Fiona's Lace

illus. by Patricia Polacco. 48p. S. & S./Paula Wiseman Bks. Aug. 2014. Tr $17.99. ISBN 9781442487246; ebk. $10.99. ISBN 9781442487253. LC 2012047856.
K-Gr 3—Once again, Polacco has drawn on a rich family history to present this story of courage, perseverance, and love. Young Fiona Hughes and her younger sister, Ailish, loved to hear their father's "grand stories," but their favorite was the one of how their parents met. Mick passed the lace parlor each day at lunch and took a liking to a young lass who worked there. None of the other girls, however, would tell him where she lived. One day he noticed a bit of fine lace tied to a bush and then another a bit farther away tied to a tree and then another, and another. The trail led straight to Annie's house and the couple's eventual marriage. Annie taught her fine skills to Fiona, a talent that would prove both profitable and lifesaving. When the local mill closed, the family left Ireland to work for a wealthy family in Chicago; in exchange for their work, their passage was taken care of, so they received no pay. Fiona's fine lace was beautiful, and there was a market for it, so she made lace while her parents had second jobs in the evenings, including the night of the Great Fire. Abandoning their home for a safer place that fateful night, Fiona and Ailish remembered their father's story and left a trail of lace to direct their parents to them. An endnote explains that a framed piece of Fiona's lace still rests with honor in Polacco's home. Illustrated with pencil and acetone markers in Polacco's recognizable style, this is a story with many themes and lessons—the love of family, the immigrant experience, and family history and stories passing from generation to generation, to name a few.
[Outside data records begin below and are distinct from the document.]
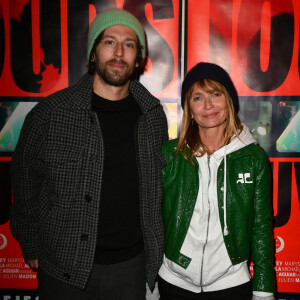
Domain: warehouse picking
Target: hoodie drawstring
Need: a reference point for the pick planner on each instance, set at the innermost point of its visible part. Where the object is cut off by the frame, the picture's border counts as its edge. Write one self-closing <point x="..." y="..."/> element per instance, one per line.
<point x="224" y="196"/>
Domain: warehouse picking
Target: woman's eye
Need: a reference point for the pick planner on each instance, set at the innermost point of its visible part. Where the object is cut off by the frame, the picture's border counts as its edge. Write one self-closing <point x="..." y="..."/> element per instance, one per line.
<point x="217" y="94"/>
<point x="109" y="42"/>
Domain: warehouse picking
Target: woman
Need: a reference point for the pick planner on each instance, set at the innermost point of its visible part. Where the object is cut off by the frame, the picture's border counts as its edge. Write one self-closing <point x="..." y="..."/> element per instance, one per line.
<point x="216" y="198"/>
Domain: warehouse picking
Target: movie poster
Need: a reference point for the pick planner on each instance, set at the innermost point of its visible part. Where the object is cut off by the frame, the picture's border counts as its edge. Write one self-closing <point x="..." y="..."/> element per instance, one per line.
<point x="43" y="49"/>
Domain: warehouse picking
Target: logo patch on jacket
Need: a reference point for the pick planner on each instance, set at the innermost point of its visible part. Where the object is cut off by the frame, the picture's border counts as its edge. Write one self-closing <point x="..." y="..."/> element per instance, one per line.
<point x="244" y="178"/>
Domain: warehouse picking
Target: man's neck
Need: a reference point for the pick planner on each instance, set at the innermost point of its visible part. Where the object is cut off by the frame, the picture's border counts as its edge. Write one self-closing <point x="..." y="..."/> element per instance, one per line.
<point x="109" y="92"/>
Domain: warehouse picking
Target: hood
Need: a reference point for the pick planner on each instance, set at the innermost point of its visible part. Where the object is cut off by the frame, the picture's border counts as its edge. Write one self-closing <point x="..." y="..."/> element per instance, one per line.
<point x="244" y="139"/>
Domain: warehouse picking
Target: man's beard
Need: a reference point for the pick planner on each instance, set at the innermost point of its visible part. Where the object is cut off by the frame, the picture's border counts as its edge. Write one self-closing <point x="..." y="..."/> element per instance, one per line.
<point x="114" y="77"/>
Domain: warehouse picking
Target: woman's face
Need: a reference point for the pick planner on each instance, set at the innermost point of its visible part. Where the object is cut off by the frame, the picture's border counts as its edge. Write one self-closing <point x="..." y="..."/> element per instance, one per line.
<point x="208" y="109"/>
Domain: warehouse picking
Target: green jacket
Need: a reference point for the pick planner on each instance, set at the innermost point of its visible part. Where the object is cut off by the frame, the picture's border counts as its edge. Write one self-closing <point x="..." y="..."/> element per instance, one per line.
<point x="248" y="208"/>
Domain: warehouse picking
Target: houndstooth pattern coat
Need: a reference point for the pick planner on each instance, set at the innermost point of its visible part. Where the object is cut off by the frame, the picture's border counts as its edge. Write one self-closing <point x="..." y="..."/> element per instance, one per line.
<point x="57" y="173"/>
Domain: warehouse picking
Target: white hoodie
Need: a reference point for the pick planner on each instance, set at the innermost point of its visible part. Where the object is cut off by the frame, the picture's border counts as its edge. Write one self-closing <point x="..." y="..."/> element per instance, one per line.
<point x="210" y="268"/>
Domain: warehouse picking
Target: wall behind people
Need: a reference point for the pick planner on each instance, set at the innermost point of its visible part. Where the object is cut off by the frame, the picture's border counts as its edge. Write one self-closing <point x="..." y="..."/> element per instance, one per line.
<point x="43" y="49"/>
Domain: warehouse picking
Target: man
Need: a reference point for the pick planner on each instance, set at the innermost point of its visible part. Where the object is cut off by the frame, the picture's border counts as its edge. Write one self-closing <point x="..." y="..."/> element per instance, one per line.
<point x="87" y="175"/>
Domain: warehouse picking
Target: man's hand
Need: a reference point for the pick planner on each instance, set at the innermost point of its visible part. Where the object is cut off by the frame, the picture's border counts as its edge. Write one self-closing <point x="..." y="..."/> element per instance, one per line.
<point x="33" y="263"/>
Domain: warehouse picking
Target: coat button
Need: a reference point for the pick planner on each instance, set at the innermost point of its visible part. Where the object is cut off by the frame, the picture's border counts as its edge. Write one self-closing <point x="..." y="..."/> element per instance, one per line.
<point x="88" y="198"/>
<point x="67" y="276"/>
<point x="84" y="237"/>
<point x="94" y="158"/>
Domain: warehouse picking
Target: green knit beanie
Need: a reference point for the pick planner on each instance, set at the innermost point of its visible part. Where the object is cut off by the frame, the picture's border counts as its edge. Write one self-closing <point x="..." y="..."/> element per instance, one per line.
<point x="115" y="16"/>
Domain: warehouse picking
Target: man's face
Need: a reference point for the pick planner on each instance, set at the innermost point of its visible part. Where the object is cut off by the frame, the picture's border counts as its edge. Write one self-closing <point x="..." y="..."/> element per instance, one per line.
<point x="116" y="55"/>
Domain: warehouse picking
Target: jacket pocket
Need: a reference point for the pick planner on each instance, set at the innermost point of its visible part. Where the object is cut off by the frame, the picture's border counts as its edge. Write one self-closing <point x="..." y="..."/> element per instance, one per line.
<point x="161" y="159"/>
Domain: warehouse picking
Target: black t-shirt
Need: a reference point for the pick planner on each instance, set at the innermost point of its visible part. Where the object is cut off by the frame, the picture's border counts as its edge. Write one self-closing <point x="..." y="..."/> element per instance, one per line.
<point x="119" y="228"/>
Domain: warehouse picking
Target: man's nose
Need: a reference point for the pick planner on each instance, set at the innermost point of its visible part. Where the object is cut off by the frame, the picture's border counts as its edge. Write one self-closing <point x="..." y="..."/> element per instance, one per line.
<point x="119" y="50"/>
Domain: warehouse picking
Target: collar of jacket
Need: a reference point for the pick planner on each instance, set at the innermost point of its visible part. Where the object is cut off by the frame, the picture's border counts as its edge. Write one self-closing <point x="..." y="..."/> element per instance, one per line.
<point x="82" y="94"/>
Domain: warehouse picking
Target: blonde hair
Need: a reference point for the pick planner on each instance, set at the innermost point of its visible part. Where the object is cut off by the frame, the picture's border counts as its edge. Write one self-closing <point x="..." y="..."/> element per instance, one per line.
<point x="189" y="132"/>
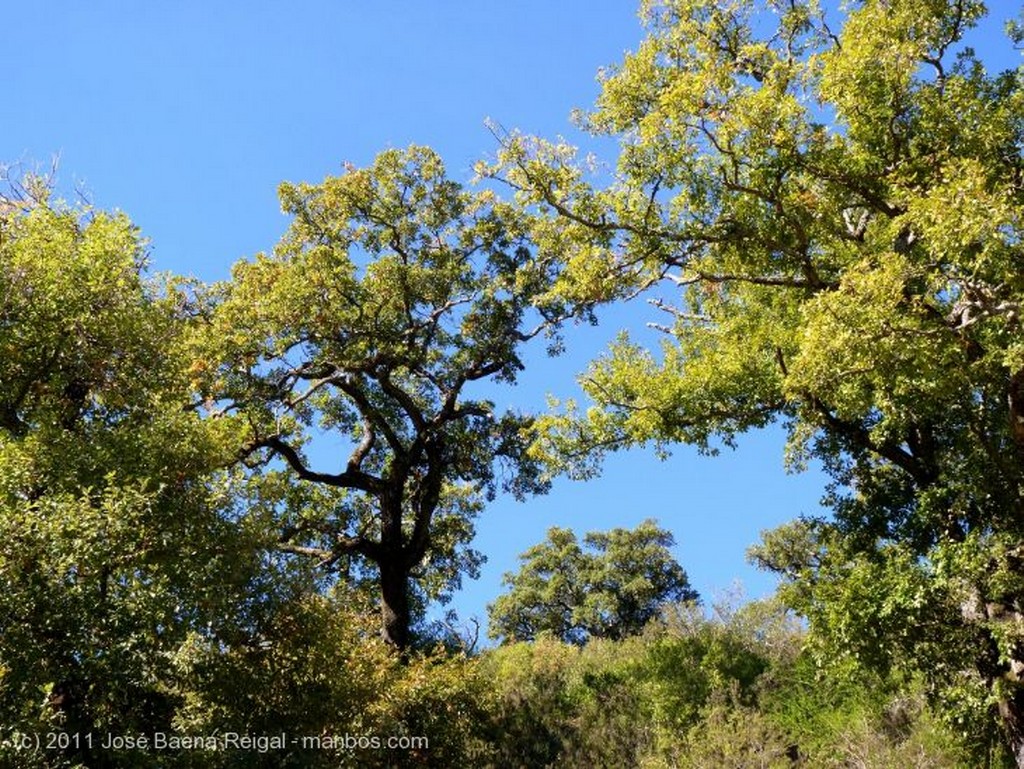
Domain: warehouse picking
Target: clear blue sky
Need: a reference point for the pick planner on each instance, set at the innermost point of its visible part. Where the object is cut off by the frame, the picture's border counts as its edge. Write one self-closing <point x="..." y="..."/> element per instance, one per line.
<point x="187" y="115"/>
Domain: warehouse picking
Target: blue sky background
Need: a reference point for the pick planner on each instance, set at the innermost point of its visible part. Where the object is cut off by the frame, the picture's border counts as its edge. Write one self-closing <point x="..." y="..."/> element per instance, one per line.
<point x="187" y="116"/>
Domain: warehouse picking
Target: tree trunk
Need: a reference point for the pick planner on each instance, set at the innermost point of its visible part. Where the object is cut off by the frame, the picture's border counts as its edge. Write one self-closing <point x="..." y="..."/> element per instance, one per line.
<point x="1012" y="714"/>
<point x="394" y="603"/>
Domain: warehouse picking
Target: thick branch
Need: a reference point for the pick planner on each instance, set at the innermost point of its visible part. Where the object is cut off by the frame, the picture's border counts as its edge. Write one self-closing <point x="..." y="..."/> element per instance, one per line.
<point x="348" y="479"/>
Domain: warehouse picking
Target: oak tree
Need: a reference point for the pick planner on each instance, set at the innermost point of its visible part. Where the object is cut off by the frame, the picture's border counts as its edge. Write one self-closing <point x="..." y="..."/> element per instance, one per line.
<point x="395" y="296"/>
<point x="113" y="546"/>
<point x="611" y="587"/>
<point x="827" y="208"/>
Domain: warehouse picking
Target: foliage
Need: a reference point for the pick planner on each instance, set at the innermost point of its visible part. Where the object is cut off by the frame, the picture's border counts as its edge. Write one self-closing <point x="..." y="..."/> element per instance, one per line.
<point x="610" y="590"/>
<point x="113" y="542"/>
<point x="731" y="690"/>
<point x="394" y="296"/>
<point x="827" y="207"/>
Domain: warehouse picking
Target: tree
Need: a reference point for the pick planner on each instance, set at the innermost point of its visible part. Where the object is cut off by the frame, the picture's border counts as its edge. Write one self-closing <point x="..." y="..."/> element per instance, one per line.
<point x="392" y="299"/>
<point x="828" y="211"/>
<point x="113" y="544"/>
<point x="610" y="588"/>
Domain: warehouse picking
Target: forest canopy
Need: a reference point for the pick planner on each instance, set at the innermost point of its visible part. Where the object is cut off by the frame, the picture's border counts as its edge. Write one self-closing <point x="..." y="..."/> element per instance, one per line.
<point x="823" y="206"/>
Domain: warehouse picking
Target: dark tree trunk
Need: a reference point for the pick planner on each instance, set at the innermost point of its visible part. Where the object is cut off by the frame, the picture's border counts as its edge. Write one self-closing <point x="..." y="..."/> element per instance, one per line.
<point x="394" y="603"/>
<point x="1012" y="714"/>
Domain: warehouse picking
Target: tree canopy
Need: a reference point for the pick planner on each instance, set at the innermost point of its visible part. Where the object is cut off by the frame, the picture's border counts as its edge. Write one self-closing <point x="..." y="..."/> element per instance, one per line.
<point x="829" y="216"/>
<point x="611" y="587"/>
<point x="393" y="296"/>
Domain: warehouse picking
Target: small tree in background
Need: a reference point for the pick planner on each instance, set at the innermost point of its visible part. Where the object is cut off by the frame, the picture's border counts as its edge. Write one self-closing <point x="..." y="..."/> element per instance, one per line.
<point x="610" y="587"/>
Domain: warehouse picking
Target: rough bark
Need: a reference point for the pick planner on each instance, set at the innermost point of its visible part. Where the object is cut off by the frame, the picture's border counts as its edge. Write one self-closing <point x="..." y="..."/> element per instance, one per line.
<point x="394" y="603"/>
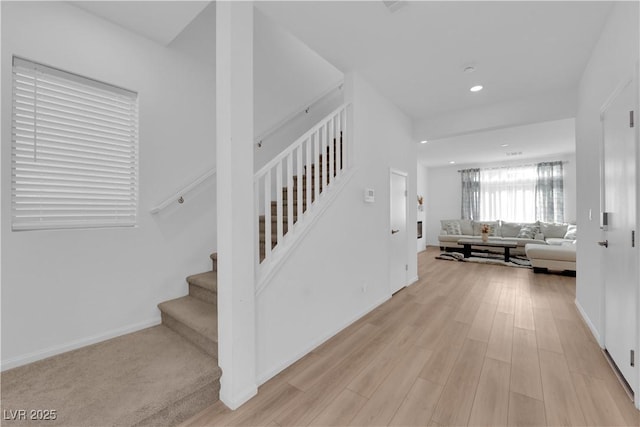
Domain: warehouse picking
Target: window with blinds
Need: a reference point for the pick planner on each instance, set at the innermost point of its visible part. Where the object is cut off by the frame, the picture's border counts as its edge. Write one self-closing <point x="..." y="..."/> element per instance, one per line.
<point x="74" y="150"/>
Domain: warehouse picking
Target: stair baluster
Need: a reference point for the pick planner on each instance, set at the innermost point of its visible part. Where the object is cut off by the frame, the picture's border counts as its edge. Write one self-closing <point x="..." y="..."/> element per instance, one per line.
<point x="303" y="172"/>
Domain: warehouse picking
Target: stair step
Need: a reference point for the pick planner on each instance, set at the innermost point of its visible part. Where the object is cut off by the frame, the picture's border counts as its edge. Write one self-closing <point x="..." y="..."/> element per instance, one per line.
<point x="214" y="260"/>
<point x="195" y="320"/>
<point x="152" y="377"/>
<point x="204" y="286"/>
<point x="274" y="238"/>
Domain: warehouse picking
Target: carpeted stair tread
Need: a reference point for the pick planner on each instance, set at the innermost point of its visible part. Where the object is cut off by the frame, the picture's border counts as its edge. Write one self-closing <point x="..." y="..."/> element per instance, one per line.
<point x="198" y="315"/>
<point x="207" y="280"/>
<point x="150" y="377"/>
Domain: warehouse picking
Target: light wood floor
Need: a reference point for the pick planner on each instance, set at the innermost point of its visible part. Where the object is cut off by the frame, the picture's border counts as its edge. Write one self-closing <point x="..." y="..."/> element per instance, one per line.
<point x="469" y="344"/>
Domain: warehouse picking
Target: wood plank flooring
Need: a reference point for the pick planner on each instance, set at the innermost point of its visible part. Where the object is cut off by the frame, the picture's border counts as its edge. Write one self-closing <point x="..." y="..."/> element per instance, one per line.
<point x="468" y="344"/>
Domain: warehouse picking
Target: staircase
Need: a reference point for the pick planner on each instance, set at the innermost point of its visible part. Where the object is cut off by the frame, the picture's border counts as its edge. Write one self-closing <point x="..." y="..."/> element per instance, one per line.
<point x="161" y="375"/>
<point x="306" y="177"/>
<point x="290" y="187"/>
<point x="195" y="316"/>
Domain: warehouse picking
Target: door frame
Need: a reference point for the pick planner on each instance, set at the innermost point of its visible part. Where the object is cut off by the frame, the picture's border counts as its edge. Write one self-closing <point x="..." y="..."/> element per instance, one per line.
<point x="633" y="80"/>
<point x="405" y="175"/>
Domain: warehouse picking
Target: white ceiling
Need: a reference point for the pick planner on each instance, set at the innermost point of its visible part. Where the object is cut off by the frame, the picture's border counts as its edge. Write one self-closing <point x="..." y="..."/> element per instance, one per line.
<point x="523" y="52"/>
<point x="160" y="21"/>
<point x="533" y="141"/>
<point x="416" y="55"/>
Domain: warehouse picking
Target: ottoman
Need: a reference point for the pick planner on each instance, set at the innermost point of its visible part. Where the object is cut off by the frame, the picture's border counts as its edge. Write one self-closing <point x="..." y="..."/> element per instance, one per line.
<point x="551" y="257"/>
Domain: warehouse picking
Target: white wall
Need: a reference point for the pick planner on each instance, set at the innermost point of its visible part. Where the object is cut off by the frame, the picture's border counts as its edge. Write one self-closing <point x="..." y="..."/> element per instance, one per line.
<point x="422" y="189"/>
<point x="287" y="76"/>
<point x="613" y="60"/>
<point x="67" y="288"/>
<point x="319" y="289"/>
<point x="444" y="192"/>
<point x="536" y="109"/>
<point x="276" y="142"/>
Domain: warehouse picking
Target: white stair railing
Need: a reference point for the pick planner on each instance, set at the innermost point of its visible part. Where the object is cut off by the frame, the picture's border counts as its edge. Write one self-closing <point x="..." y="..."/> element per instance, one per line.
<point x="288" y="188"/>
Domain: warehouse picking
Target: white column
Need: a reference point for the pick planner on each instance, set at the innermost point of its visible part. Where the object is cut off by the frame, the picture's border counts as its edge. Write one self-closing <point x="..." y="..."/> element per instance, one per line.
<point x="236" y="224"/>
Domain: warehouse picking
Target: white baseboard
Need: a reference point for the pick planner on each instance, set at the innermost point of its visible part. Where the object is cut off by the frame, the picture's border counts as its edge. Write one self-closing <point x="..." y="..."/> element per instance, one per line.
<point x="592" y="328"/>
<point x="264" y="377"/>
<point x="73" y="345"/>
<point x="234" y="402"/>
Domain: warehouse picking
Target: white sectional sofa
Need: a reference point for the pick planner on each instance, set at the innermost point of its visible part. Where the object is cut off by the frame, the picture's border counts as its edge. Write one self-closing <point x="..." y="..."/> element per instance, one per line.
<point x="552" y="257"/>
<point x="523" y="233"/>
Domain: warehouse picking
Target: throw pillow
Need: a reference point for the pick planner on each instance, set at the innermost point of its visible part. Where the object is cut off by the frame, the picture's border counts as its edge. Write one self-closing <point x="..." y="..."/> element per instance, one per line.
<point x="571" y="232"/>
<point x="553" y="230"/>
<point x="453" y="228"/>
<point x="528" y="231"/>
<point x="477" y="227"/>
<point x="466" y="227"/>
<point x="511" y="229"/>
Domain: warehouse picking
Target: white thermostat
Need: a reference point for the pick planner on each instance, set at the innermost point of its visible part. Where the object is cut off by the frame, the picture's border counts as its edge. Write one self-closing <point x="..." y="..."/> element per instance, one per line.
<point x="369" y="195"/>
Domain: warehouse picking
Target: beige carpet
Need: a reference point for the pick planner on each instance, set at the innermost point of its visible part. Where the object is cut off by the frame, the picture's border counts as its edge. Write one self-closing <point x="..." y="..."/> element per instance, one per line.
<point x="152" y="377"/>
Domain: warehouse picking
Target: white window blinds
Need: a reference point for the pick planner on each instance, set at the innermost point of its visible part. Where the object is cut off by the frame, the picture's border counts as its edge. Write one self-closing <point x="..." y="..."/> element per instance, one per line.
<point x="74" y="150"/>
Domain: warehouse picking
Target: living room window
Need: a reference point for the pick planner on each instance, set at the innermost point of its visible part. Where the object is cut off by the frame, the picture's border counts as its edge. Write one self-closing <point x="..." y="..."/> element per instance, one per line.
<point x="74" y="150"/>
<point x="525" y="193"/>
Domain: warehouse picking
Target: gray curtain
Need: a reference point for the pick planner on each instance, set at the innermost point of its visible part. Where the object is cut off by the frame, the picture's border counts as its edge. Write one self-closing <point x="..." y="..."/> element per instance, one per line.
<point x="470" y="193"/>
<point x="550" y="192"/>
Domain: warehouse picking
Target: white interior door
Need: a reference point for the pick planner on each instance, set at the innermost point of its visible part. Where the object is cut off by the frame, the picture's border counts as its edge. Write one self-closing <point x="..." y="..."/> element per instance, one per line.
<point x="619" y="252"/>
<point x="398" y="233"/>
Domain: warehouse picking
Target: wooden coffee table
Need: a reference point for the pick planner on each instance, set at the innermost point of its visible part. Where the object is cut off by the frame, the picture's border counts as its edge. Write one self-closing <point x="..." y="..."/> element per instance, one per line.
<point x="507" y="245"/>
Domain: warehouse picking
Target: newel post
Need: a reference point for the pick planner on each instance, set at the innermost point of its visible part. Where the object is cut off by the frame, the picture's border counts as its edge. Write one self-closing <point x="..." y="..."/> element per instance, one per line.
<point x="235" y="202"/>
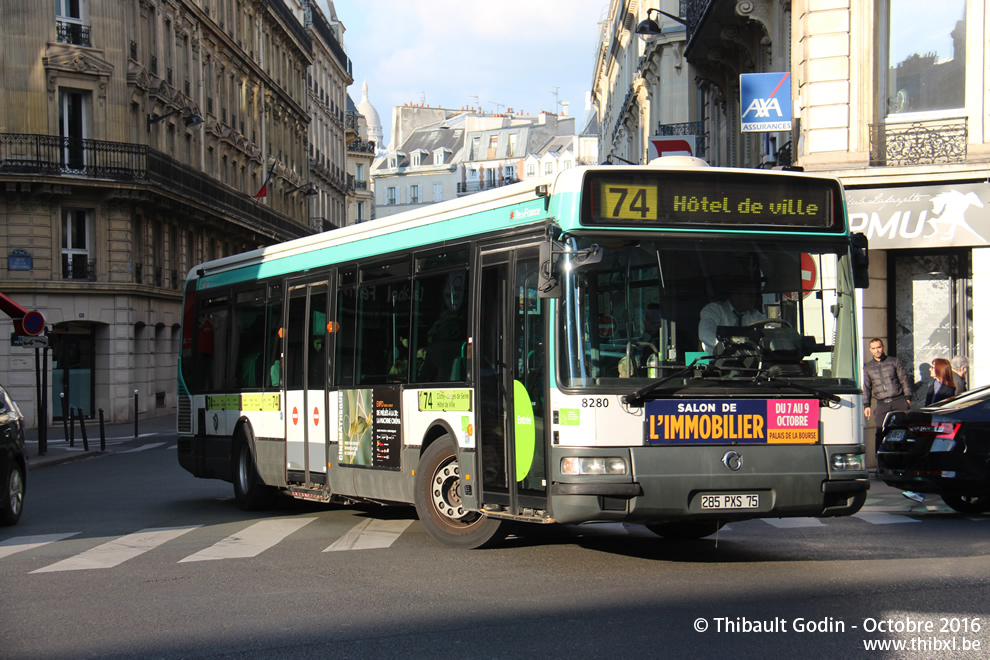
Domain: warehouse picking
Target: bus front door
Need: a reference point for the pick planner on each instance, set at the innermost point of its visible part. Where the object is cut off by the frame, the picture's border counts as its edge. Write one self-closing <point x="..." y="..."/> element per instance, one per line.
<point x="511" y="383"/>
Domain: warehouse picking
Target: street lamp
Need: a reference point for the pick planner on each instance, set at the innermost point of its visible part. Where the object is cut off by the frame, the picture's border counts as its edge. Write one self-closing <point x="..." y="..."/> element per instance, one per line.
<point x="650" y="28"/>
<point x="192" y="120"/>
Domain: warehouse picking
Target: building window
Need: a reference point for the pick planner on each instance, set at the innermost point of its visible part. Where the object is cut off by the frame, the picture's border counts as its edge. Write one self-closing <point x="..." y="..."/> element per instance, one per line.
<point x="76" y="230"/>
<point x="74" y="111"/>
<point x="926" y="59"/>
<point x="70" y="22"/>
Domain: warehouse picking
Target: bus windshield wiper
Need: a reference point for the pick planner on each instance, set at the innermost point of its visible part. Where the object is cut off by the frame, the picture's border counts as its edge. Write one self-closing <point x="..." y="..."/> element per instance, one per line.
<point x="828" y="397"/>
<point x="637" y="397"/>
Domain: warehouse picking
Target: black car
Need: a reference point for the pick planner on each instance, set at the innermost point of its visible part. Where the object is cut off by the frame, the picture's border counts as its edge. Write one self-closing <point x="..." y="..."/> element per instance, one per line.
<point x="13" y="463"/>
<point x="943" y="449"/>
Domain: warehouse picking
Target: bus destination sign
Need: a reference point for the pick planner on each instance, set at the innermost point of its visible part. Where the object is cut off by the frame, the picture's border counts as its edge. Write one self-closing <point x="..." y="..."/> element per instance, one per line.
<point x="737" y="200"/>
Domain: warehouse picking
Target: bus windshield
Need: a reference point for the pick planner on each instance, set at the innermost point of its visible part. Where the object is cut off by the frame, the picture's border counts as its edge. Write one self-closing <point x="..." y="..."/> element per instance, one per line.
<point x="740" y="309"/>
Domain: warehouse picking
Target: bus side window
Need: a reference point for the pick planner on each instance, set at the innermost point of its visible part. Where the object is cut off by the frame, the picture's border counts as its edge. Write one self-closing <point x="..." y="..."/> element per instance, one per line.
<point x="344" y="342"/>
<point x="441" y="328"/>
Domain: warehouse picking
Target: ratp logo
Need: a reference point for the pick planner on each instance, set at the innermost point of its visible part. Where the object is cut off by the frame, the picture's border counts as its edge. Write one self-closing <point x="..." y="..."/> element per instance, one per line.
<point x="520" y="215"/>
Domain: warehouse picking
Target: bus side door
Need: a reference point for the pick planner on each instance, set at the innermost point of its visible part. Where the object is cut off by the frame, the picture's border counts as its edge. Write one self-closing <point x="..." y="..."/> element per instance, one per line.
<point x="305" y="369"/>
<point x="511" y="382"/>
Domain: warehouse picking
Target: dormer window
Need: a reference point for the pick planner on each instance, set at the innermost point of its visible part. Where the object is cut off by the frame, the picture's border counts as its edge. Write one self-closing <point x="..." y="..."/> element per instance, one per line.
<point x="417" y="158"/>
<point x="70" y="22"/>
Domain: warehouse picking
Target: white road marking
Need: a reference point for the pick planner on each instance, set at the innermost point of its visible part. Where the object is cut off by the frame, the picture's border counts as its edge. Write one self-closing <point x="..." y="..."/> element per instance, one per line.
<point x="118" y="551"/>
<point x="793" y="523"/>
<point x="370" y="534"/>
<point x="879" y="518"/>
<point x="142" y="448"/>
<point x="252" y="541"/>
<point x="22" y="543"/>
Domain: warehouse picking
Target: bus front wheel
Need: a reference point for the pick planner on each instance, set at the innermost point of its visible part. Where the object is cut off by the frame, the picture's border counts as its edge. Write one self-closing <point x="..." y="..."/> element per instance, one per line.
<point x="250" y="493"/>
<point x="439" y="505"/>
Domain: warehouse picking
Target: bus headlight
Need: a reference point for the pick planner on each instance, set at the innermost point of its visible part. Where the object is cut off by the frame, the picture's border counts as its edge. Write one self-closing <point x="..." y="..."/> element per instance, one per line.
<point x="852" y="462"/>
<point x="577" y="465"/>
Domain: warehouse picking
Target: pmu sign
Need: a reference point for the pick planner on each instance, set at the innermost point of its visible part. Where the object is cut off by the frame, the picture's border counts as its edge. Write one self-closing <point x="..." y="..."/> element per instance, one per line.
<point x="766" y="102"/>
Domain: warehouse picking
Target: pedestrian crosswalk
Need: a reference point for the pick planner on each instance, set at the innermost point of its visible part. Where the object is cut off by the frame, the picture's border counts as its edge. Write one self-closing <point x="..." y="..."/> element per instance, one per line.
<point x="360" y="533"/>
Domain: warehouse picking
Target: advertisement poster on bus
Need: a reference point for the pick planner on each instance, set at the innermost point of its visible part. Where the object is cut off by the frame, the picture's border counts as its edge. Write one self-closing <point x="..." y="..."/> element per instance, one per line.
<point x="743" y="421"/>
<point x="370" y="430"/>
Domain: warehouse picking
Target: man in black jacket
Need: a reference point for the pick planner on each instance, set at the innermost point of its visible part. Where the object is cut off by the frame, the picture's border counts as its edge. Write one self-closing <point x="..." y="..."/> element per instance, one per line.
<point x="885" y="379"/>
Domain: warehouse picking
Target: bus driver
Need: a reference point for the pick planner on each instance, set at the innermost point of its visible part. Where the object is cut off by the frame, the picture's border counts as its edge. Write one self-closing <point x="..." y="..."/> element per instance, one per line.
<point x="739" y="309"/>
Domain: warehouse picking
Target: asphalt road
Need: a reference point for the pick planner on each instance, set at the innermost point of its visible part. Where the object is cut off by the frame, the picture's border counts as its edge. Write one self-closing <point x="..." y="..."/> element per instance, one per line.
<point x="123" y="554"/>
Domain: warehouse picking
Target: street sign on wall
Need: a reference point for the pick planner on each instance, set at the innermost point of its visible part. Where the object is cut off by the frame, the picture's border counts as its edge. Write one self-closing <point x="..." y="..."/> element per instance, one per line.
<point x="765" y="99"/>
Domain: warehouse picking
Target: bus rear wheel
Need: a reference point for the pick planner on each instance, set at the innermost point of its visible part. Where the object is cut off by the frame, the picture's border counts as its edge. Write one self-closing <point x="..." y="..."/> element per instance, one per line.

It's sure to find an appreciative audience.—Roxanne Burg, Orange County Public Library, CA
A standard immigrant story turns dramatic when Fiona's Irish American family faces the Great Chicago Fire of 1871. Polacco's own family history again provides the story's inspiration; an endnote reveals that the real Fiona's lace still exists. Polacco's emotionally resonant marker and pencil illustrations are equally adept at depicting the green Irish countryside and the grays and browns of Chicago life.